Most Popular White Papers
Encomium of Helen: Derek Walcott's ethical twist in Omeros
Twentieth Century Literature, Spring, 2007 by Victor Figueroa
This shift marks what I call an ethical twist to the traditional politics of identity in (post)colonial struggles for emancipation (of course, I mean a shift in emphasis, not an abandonment of one set of questions for the other). My understanding of ethics here is essentially Levinasian: the primacy of respect for alterity, the acknowledgment of the other's irreducible difference, what Edouard Glissant terms the other's "opacite" (203). (6) While for Levinas the other remains rather abstract, in the Argentinean philosopher Enrique Dussel's work the Levinasian other becomes identified with the concrete subaltern colonized masses that have been the exploited nuts and bolts in the imperial construction of a European modernity that also writes them out of existence. (7) It is those questions regarding the way alterity relates to power, as opposed to questions regarding true identity, that come to fore in Omeros.
Of course, this shift does complicate the poet's understanding of identity. As the poem progresses, the reader begins to realize that, with the questioning of the rhetoric of identity, the poem's narrator may discover himself as having more in common with the oppressors than with the oppressed. His role in the questioning of authoritarianism becomes increasingly unclear, and more often than not he realizes that, in spite of his critique of current power structures, he is securely on the side of authority. The poet finds himself writing lovingly about "his people," yes, but he also understands that he is "loving them from hotels" (228). (8) Caught between worlds, the Caribbean poet is forced to revaluate his alignment with subaltern populations that he often takes for granted. In Omeros the pretension that comes most powerfully under scrutiny is the claim that the poet can "speak for the subaltern," to echo Spivak's famous formulation, a claim that we can recognize in such foundational figures of committed poetry as Aime Cesaire and Pablo Neruda, and that often serves as the moral ground and justification for artistic/literary production in (post)colonial societies.

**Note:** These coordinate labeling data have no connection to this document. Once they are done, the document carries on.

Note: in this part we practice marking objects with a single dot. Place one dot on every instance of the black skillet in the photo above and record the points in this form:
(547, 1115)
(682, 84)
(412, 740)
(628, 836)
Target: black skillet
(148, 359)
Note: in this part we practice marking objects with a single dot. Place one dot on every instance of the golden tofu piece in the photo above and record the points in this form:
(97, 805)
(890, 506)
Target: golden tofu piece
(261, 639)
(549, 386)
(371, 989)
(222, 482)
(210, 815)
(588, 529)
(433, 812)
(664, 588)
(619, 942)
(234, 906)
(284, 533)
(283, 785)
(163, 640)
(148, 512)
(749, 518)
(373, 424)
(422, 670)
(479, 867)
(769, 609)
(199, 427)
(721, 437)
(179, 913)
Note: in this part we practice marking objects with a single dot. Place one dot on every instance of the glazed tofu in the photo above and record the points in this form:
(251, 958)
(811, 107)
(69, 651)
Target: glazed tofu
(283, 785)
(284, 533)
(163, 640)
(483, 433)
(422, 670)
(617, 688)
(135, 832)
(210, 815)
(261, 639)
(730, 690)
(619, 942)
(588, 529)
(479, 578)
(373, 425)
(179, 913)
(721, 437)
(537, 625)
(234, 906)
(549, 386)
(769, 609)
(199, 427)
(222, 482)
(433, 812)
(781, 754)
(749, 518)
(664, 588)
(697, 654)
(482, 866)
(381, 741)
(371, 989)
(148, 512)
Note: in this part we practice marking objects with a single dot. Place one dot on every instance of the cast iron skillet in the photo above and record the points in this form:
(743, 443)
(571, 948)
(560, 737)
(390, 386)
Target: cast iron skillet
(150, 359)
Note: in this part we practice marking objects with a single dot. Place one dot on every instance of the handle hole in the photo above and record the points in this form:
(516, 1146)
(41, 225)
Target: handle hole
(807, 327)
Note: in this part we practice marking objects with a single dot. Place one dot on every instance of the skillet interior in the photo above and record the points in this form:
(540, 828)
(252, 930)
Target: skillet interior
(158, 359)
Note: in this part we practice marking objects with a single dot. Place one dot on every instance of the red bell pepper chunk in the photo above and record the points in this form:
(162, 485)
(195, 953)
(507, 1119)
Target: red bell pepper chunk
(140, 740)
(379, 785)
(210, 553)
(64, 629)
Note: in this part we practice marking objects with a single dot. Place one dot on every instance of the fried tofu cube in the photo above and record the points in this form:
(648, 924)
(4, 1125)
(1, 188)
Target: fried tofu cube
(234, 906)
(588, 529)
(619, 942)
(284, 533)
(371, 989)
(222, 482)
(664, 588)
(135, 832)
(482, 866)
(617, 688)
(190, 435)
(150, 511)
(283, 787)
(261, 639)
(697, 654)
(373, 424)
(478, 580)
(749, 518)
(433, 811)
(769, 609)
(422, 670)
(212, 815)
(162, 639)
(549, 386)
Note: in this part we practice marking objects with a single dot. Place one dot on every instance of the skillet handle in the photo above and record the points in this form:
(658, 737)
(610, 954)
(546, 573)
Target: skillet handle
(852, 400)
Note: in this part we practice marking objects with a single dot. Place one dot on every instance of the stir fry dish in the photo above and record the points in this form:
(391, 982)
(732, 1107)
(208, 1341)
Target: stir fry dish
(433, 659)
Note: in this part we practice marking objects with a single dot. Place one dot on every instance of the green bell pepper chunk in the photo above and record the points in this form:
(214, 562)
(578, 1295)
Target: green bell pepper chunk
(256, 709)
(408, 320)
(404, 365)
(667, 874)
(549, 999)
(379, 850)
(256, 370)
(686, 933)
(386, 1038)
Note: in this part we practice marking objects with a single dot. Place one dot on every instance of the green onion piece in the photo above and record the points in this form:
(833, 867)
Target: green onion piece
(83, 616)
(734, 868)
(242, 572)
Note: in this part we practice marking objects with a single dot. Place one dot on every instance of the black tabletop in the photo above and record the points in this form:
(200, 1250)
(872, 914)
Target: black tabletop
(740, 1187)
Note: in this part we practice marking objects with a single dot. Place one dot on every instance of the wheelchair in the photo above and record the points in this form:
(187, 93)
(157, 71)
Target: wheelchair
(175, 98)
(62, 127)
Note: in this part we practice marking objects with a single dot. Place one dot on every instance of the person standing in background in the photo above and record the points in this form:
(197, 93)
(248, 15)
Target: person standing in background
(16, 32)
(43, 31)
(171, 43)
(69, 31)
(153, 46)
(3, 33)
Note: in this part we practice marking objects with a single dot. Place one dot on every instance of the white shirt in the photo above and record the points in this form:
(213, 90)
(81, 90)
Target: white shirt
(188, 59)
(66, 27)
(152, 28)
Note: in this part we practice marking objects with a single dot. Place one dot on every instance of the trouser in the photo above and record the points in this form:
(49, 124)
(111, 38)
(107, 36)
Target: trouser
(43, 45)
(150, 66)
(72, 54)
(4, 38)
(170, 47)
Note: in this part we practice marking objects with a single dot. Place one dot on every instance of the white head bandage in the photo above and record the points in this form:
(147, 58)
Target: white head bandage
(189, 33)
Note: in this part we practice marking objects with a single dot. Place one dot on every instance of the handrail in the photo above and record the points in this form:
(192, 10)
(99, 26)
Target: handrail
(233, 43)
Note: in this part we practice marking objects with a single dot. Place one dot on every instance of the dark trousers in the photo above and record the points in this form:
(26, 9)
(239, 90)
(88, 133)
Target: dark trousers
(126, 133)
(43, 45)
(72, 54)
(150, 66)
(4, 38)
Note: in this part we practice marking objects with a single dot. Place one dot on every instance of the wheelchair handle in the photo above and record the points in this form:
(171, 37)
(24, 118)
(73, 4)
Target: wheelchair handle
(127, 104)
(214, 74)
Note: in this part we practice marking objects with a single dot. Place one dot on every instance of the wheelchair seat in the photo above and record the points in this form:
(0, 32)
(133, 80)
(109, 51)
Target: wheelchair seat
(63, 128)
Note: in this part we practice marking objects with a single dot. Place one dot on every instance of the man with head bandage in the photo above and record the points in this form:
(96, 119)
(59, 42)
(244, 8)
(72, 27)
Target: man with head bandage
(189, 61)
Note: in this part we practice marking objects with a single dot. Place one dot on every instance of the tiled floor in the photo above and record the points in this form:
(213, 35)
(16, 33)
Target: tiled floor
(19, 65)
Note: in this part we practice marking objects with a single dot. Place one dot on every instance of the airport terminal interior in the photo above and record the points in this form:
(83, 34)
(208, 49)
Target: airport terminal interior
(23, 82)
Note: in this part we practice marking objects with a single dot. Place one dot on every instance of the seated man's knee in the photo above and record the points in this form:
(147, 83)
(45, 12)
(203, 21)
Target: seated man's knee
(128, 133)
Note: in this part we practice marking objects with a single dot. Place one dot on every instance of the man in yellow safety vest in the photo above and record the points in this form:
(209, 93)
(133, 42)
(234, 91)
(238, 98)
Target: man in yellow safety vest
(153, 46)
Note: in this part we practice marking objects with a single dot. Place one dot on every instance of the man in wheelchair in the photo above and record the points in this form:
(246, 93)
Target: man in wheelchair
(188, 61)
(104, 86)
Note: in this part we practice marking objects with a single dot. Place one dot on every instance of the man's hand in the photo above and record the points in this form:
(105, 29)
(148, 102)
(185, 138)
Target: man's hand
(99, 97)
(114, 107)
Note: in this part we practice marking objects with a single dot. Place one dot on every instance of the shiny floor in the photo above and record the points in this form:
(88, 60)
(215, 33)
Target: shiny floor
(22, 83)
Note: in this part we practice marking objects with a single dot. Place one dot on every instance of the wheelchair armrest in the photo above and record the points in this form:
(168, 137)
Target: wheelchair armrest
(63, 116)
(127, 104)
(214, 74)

The narrator's dilemma in Omeros is that while as a Caribbean poet he does share at least some cultural background with the subaltern (the identity link), he finds himself differently positioned in the spectrum of power. He is both identified with the subaltern and forced to acknowledge the subaltern's alterity. (9) In fact, the poet is caught between the duty to question power and the subaltern's questioning of the poet's power. Before the metropolis, the poet must speak; before the subaltern, he should remain silent and listen, unless he wants to repeat a silencing gesture that is in fact intimately tied to colonial authoritarianism.
Nowhere is the ethical quandary of Omeros more clearly seen than in the poem's treatment of Helen, one of its main characters, whom both Plunkett and the narrator transform into an emblem of St. Lucia. Indeed, the reader is informed that because of its beauty and because many empires fought wars over it, historians have referred to St. Lucia as the Helen of the Caribbean. For both Plunkett and the narrator it becomes increasingly difficult to distinguish among the ancient Helen of Troy, the island, and the actual St. Lucian woman who is Achille's lover and Plunkett's maid. Both of them decide to honor her: Plunkett by writing the history of the island and the narrator by writing the poem that we hold in our hands. But Helen remains too distant and proud throughout the whole poem for Plunkett ever to feel entirely comfortable with his own version of her. The major perpetually lusts after her, and his history buries Helen beneath layers of mythical parallels that allow for her vicarious possession. Like Plunkett, the narrator is endlessly fascinated by Helen's beauty and repeatedly paralyzed by her disdainful attitude. Both characters consistently try to counteract her alterity by clothing it with poetic imagery.